Огромен. Огромен. Огромен. Отец огромен. Эта мысль повторяется, как эхо. «Власть отца твоего огромна», «величие Давида огромно», «душа его огромна», «огромная жизнь» — вторят нараспев голоса. Соломон зажал уши руками, чтобы не слышать этих голосов.
«Как огромен его гроб!» — стучит в висках.
Слезы подкатываются к горлу. Он почувствовал себя маленькой белой частичкой, потерянной где-то в складках одежды Давида. И внезапно… пришло успокоение. Покой. Скрыться! Спрятаться в объятьях титанического отца!
Острый локоть матери толкает его в ребро. Он слышит ее властный шепот в ухе.
— Веди себя как подобает мужчине!
Он смотрит на ее точеный каменный профиль, кроваво-красные поджатые губы. Мать бесстрастна.
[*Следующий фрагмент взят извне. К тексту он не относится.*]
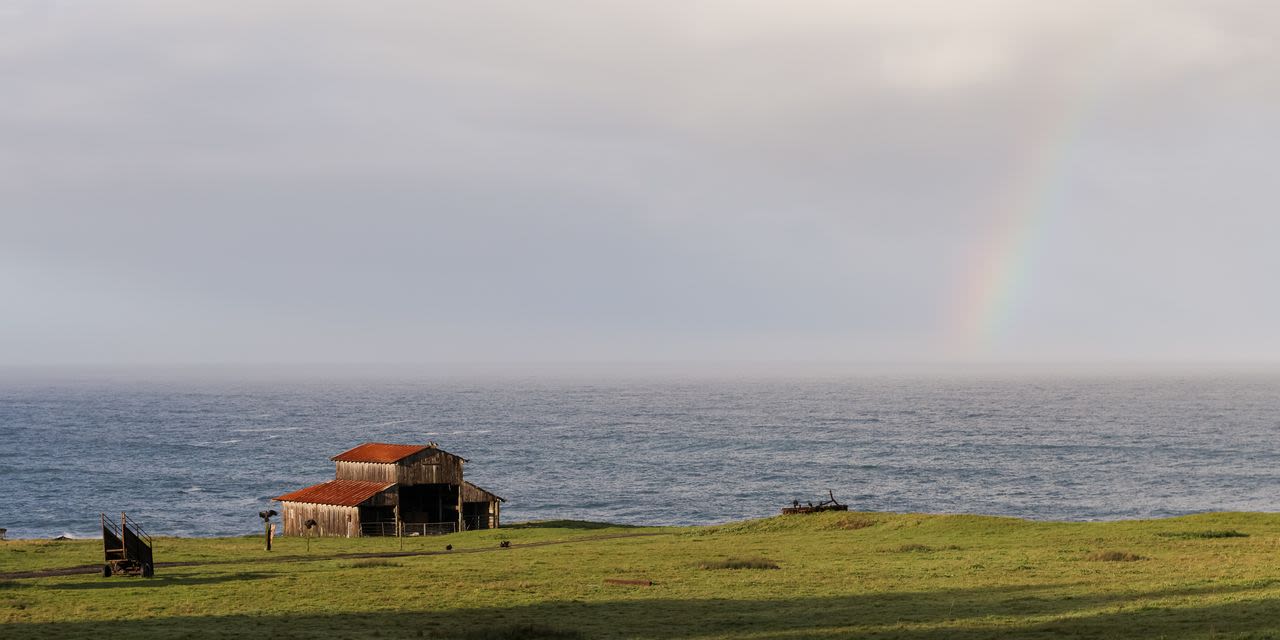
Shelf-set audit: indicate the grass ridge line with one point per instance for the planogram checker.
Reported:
(95, 568)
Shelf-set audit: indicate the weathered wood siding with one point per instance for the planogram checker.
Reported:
(330, 520)
(430, 466)
(368, 471)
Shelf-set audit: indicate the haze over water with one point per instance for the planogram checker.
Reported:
(201, 456)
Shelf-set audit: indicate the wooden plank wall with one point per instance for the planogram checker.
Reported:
(366, 471)
(432, 466)
(330, 520)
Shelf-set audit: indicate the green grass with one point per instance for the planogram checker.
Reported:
(842, 575)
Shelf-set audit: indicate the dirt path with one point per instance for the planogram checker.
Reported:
(97, 568)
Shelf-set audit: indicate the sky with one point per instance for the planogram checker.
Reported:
(991, 181)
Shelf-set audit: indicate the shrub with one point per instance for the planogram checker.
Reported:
(1114, 557)
(371, 563)
(914, 548)
(1210, 534)
(740, 563)
(854, 522)
(521, 632)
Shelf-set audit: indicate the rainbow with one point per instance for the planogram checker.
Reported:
(1004, 261)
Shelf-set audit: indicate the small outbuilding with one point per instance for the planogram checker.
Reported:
(392, 489)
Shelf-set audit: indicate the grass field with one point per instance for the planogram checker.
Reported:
(831, 575)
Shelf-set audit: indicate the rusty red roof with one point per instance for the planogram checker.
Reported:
(379, 452)
(344, 493)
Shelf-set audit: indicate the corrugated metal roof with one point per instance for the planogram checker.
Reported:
(379, 452)
(343, 493)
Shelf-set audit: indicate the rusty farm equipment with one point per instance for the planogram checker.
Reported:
(828, 504)
(126, 548)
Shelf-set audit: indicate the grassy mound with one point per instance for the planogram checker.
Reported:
(905, 576)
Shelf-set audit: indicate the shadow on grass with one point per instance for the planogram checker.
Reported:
(158, 581)
(565, 524)
(1031, 611)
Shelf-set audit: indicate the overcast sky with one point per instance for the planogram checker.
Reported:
(609, 181)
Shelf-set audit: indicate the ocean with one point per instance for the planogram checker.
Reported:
(191, 455)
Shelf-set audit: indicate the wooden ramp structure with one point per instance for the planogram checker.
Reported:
(126, 548)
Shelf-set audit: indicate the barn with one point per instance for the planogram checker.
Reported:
(392, 489)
Всхлипывания и рыдания вносят диссонанс в мрачную торжественность прощания. Это Ависага плачет, припав к помосту, на котором стоит гроб.
— Уберите ее! — вскипает Вирсавия. — Какой стыд!
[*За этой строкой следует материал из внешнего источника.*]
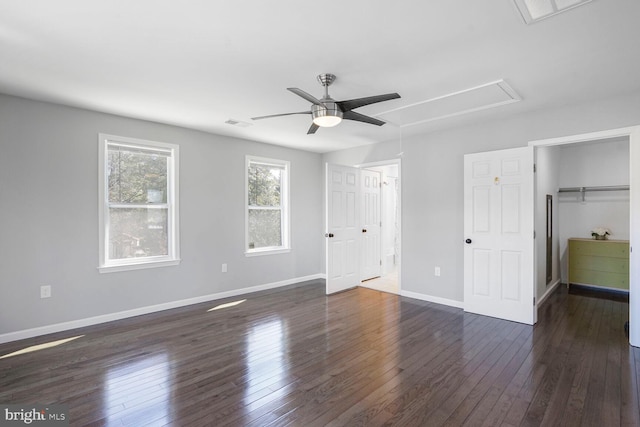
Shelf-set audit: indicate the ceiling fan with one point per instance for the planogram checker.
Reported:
(327, 112)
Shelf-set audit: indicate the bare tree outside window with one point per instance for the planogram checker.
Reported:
(265, 205)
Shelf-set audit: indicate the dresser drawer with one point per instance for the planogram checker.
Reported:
(599, 248)
(599, 278)
(600, 263)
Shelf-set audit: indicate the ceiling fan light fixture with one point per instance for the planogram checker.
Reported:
(328, 116)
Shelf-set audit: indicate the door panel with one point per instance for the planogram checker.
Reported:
(342, 228)
(371, 243)
(498, 253)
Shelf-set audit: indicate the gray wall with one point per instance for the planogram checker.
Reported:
(49, 217)
(432, 187)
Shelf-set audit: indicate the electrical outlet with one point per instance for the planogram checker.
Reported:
(45, 291)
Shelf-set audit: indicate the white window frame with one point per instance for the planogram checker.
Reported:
(107, 265)
(284, 203)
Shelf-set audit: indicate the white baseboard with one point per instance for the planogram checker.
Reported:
(548, 292)
(89, 321)
(429, 298)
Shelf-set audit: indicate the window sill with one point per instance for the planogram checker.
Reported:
(260, 252)
(138, 266)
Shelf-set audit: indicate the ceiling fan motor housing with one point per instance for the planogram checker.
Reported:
(329, 116)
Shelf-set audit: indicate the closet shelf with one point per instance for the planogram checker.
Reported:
(583, 190)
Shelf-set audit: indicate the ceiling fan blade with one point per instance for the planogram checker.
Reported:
(352, 115)
(312, 99)
(279, 115)
(360, 102)
(314, 127)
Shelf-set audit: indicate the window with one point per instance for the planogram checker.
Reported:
(267, 213)
(138, 203)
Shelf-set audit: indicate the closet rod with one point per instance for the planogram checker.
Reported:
(602, 188)
(583, 190)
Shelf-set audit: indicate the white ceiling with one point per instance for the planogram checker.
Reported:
(198, 63)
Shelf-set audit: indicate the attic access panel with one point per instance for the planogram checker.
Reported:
(536, 10)
(454, 104)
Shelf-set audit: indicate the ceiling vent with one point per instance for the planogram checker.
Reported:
(454, 104)
(536, 10)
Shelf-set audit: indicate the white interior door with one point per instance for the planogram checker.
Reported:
(498, 226)
(343, 230)
(371, 244)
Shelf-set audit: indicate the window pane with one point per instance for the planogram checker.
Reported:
(265, 183)
(264, 228)
(136, 176)
(137, 232)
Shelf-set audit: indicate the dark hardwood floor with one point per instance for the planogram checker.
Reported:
(296, 357)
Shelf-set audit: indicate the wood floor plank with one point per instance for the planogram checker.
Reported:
(293, 356)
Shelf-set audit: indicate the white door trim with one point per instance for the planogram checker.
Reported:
(633, 133)
(399, 202)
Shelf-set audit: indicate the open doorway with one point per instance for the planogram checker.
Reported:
(632, 135)
(388, 279)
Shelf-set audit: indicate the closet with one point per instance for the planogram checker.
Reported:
(593, 192)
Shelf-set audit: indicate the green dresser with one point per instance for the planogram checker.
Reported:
(602, 263)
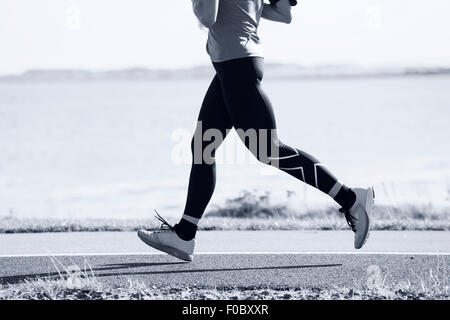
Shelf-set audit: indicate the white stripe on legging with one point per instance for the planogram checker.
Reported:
(295, 168)
(334, 191)
(285, 157)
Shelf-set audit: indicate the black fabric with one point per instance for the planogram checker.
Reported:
(235, 99)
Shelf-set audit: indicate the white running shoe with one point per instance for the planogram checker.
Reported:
(168, 241)
(358, 216)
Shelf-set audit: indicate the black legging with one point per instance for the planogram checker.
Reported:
(235, 99)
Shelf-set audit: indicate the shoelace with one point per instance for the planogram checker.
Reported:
(164, 224)
(350, 219)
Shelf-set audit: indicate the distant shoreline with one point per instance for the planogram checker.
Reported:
(273, 71)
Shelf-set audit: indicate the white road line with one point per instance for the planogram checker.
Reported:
(226, 253)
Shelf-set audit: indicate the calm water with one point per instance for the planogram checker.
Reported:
(120, 149)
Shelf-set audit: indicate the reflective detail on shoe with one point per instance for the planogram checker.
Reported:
(190, 219)
(335, 189)
(296, 168)
(315, 174)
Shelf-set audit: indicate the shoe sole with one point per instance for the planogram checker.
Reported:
(174, 252)
(370, 201)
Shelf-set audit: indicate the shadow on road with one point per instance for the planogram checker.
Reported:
(56, 275)
(105, 270)
(193, 270)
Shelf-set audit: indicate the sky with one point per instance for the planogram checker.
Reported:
(115, 34)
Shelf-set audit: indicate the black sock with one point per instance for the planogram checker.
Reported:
(345, 197)
(185, 230)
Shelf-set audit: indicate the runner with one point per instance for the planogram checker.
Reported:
(235, 99)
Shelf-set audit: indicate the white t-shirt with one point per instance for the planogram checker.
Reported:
(234, 35)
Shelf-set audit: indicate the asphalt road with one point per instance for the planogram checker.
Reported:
(240, 263)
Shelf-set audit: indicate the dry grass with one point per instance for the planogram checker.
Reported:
(83, 285)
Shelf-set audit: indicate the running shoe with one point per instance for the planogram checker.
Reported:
(358, 216)
(167, 240)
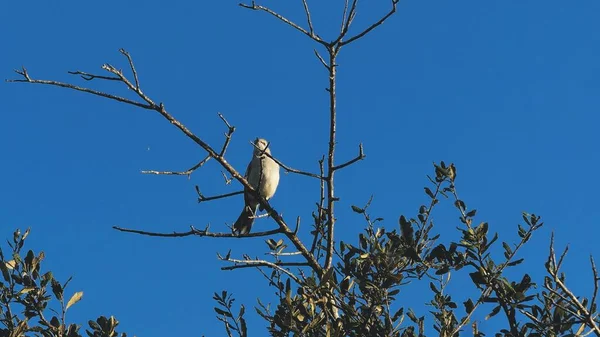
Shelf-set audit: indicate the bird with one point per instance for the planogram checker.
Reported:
(263, 175)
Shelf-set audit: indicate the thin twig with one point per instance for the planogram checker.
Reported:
(203, 198)
(198, 232)
(321, 59)
(360, 156)
(28, 79)
(307, 12)
(187, 172)
(263, 263)
(373, 26)
(89, 77)
(137, 82)
(255, 7)
(230, 131)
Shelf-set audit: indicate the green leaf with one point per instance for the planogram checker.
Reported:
(514, 263)
(358, 209)
(469, 306)
(57, 289)
(74, 299)
(493, 313)
(222, 312)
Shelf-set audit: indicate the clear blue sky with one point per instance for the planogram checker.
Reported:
(507, 90)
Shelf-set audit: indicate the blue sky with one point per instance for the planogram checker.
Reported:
(508, 91)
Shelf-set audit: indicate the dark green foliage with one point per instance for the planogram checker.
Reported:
(32, 302)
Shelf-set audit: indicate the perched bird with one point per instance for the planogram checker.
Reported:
(263, 175)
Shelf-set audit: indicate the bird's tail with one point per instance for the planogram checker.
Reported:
(244, 222)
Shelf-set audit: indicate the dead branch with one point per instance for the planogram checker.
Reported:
(199, 232)
(160, 108)
(370, 28)
(188, 172)
(203, 198)
(256, 263)
(360, 156)
(310, 34)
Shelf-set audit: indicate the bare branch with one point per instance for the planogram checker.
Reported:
(346, 21)
(373, 26)
(308, 19)
(255, 7)
(230, 131)
(89, 77)
(131, 66)
(360, 156)
(330, 157)
(203, 198)
(187, 172)
(321, 59)
(255, 263)
(28, 79)
(198, 232)
(160, 108)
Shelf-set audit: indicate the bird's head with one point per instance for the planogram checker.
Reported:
(261, 145)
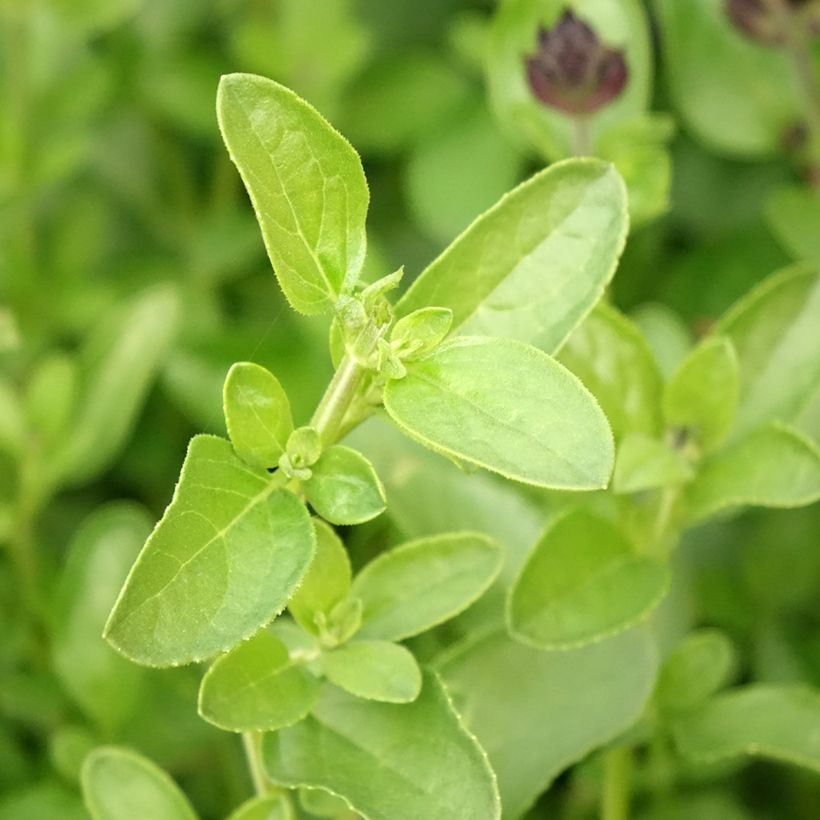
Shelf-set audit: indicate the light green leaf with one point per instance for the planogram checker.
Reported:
(102, 683)
(227, 555)
(376, 670)
(466, 399)
(327, 581)
(703, 663)
(610, 356)
(422, 583)
(774, 722)
(393, 757)
(540, 285)
(701, 397)
(119, 366)
(774, 466)
(257, 414)
(267, 807)
(582, 582)
(119, 784)
(306, 184)
(344, 487)
(255, 687)
(644, 463)
(536, 713)
(776, 334)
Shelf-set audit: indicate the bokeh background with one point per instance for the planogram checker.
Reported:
(132, 274)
Двое мужчин почти выносят девушку из зала.
— Она горюет, — говорит Соломон, не глядя на мать.
— Как она посмела явиться?! — не успокаивается Вирсавия.
— Она любила отца…
Вирсавия разворачивает к себе сына. Если бы не гости, он получил бы пощечину.
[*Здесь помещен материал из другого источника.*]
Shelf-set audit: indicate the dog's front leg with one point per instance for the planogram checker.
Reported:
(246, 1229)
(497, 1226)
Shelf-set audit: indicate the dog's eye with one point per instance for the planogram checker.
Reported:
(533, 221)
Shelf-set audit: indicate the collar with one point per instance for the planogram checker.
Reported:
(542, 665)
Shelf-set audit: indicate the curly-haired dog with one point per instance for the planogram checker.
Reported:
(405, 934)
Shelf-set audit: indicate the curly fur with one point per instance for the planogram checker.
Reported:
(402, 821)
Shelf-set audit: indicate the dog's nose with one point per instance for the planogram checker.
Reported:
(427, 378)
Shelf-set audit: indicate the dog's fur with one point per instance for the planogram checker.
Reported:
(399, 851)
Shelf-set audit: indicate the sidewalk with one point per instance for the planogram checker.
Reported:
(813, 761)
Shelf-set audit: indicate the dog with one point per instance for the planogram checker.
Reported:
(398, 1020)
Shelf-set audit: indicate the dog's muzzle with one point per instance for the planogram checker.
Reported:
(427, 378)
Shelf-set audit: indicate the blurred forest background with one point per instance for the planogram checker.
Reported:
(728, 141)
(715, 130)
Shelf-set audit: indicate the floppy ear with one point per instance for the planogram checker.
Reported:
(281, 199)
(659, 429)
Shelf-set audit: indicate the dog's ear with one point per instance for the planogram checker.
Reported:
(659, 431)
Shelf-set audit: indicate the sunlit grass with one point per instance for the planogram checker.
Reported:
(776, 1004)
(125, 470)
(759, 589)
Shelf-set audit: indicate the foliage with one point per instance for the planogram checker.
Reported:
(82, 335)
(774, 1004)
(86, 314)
— Никогда не смей забывать, что все получил благодаря мне. Я тебя родила. Отстояла твои права. У тебя много братьев, Соломон. Не забывай об этом. Твой отец всю жизнь был так любвеобилен, что наследники сейчас посыплются, как…
— Прости, мама.
Соломон взял ее за руку. Рука матери — холодная, твердая, с острыми безупречными ногтями. Рука отца была совсем другой — большой, мягкой, теплой…
— Моя
— Прости, мама… — Соломон опустился на колени перед матерью, обхватив ее руками. Твердое, неженское тело Вирсавии отчетливо ощущалось под одеждой.
— Объясни мне, объясни мне, что, что вы находите в этой… дуре? — Вирсавия тяжело опустилась в кресло.
Соломон молчал.
— Ну скажи мне. Почему? Почему сначала твой отец на старости лет… Потом ты… Я не понимаю! — Вирсавия приподнимала брови, глядя в окно, и трясла морщинистым лицом. Морщин у нее было мало, но все очень глубокие. Три морщины между бровями, две симметричные вокруг носа, плавно переходившие в линии вокруг рта. Тонкие красные губы матери с годами проваливались все больше и больше, и теперь только тоненькая багрово-красная линия обозначала ее рот.
— Она любит… — беззвучно пошевелил губами Соломон.
— Что? — Вирсавия услышала, услышала каким-то внутренним слухом. — Она любит?! Да она же шлюха! ОНА ЛЮБИТ ВСЯКОГО, КТО ПЛАТИТ! Шлюха! Правда, чертовски дорогая! Не много ли с одной семьи для нее?! — Вирсавия вся кипела. — Если каждый раз ее раздвинутые ноги будут обходиться мне… нам… в такую сумму! Соломон, я запрещаю! Ты слышишь?! Я запрещаю тебе ходить к этой женщине!! — Вирсавия гневно топнула ногой.
— Мама… Я… — «больше не буду» уже было сорвалось с его губ, но в этот момент Соломон увидел себя в зеркале, висящем напротив, высокого, ссутулившегося, втянувшего голову в плечи, разве это сын Давида? — Мама! Мне кажется, это уже несколько неуместно с твоей стороны — указывать мне, с кем я могу спать, а с кем нет! — Соломон повернулся на каблуках и вышел с царственно расправленными плечами.
Прошлую ночь он был у Ависаги. Она была в том же уродливом черном наряде, который ей совершенно не шел. Малюсенькая темная комнатка с окнами во двор-колодец, общая кухня, белье, тараканы… У нее нет своих средств… Давид взял ее к себе совсем юной, минуло пять лет… что она теперь будет делать?..
— Люби меня, Ависага, — хриплым, задыхающимся голосом просил он. Не дожидаясь ответа, стягивая с нее черные тряпки, припадая губами к открывающимся участкам восхитительного тела. Длинные стройные ноги с отчетливо проступающими мускулами, плоский живот с тоненькой струйкой черных волосков, идущей от пупка к… Соломон прижал ее всем телом к полу, ощутив давление ее ребер, выступающих вперед. Ее руки были откинуты назад, маленькая грудь казалась совсем плоской. Соломон ласкал языком эти твердые небольшие сосочки.